Contents


Intro to graph databases, Part 2

Building a recommendation engine with a graph database

Comments

Content series:

This content is part # of 2 in the series: Intro to graph databases, Part 2

Stay tuned for additional content in this series.

This content is part of the series:Intro to graph databases, Part 2

Stay tuned for additional content in this series.

One of the biggest strengths of graph databases is the ability to quickly and easily generate recommendations for your users. Recommendations make it easier for your users to find what they want, which can, in turn, increase your sales. A win-win!

The Lauren's Lovely Landscapes app currently has a recommendation engine that displays personalized recommendations on the home page. In this tutorial, you'll explore the code behind the existing engine. Then you'll implement a feature to display recommendations on a product's page.

About the app

You will work with a sample online store called Lauren's Lovely Landscapes. The store allows users to browse and purchase prints. The <for developers> page has information specifically about how the app was built and links to insert and delete sample data.

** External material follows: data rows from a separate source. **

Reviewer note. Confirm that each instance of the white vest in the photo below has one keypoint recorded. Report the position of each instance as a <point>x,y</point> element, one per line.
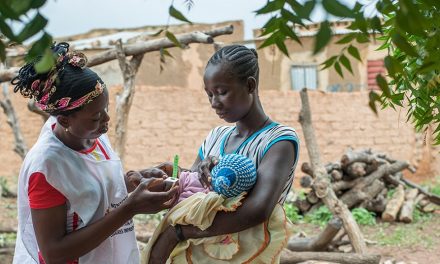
<point>92,188</point>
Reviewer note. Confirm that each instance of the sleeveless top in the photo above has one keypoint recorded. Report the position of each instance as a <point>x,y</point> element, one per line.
<point>254,147</point>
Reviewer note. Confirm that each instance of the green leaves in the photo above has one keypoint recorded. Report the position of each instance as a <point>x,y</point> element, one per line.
<point>33,27</point>
<point>402,44</point>
<point>373,98</point>
<point>270,7</point>
<point>40,45</point>
<point>353,51</point>
<point>177,14</point>
<point>173,39</point>
<point>21,6</point>
<point>46,62</point>
<point>337,9</point>
<point>12,11</point>
<point>322,37</point>
<point>383,85</point>
<point>346,63</point>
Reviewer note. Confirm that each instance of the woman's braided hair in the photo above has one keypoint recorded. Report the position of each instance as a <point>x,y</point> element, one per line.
<point>241,61</point>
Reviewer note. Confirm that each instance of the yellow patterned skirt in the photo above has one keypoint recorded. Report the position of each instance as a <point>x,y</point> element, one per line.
<point>260,244</point>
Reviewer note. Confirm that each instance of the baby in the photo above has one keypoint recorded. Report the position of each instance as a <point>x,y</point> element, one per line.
<point>233,175</point>
<point>232,178</point>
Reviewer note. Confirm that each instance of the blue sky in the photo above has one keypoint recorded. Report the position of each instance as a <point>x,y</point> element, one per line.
<point>79,16</point>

Note: This tutorial uses version 2 of Lauren's Lovely Landscapes. If you have version 1 (which does not have recommendations on the home page), you will need to get a new copy of the code.

laurens lovelely landscapes home page
laurens lovelely landscapes home page

Run the appBrowse the codeDeploy to IBM Bluemix

What you need to get started

Before you begin, you need to register at IBM Bluemix®. You'll also need the latest version of one of these browsers:

  • Chrome
  • Firefox
  • Internet Explorer
  • Safari

You do not need to have completed Part 1 of this tutorial. However, you do need a deployed copy of version 2 of Lauren's Lovely Landscapes (see Deploy the app from Part 1 for instructions) and know how to access the web IDE for your project (see Open the code from Part 1 for instructions).

Explore the existing recommendation engine

Recommendation engines allow you to provide personalized recommendations to users. Recommendations can be simple (for example, you could make a recommendation based on the most purchased item in the last week) or complex (you could make a recommendation based on your user's demographics, purchase history, and social media connections, for example).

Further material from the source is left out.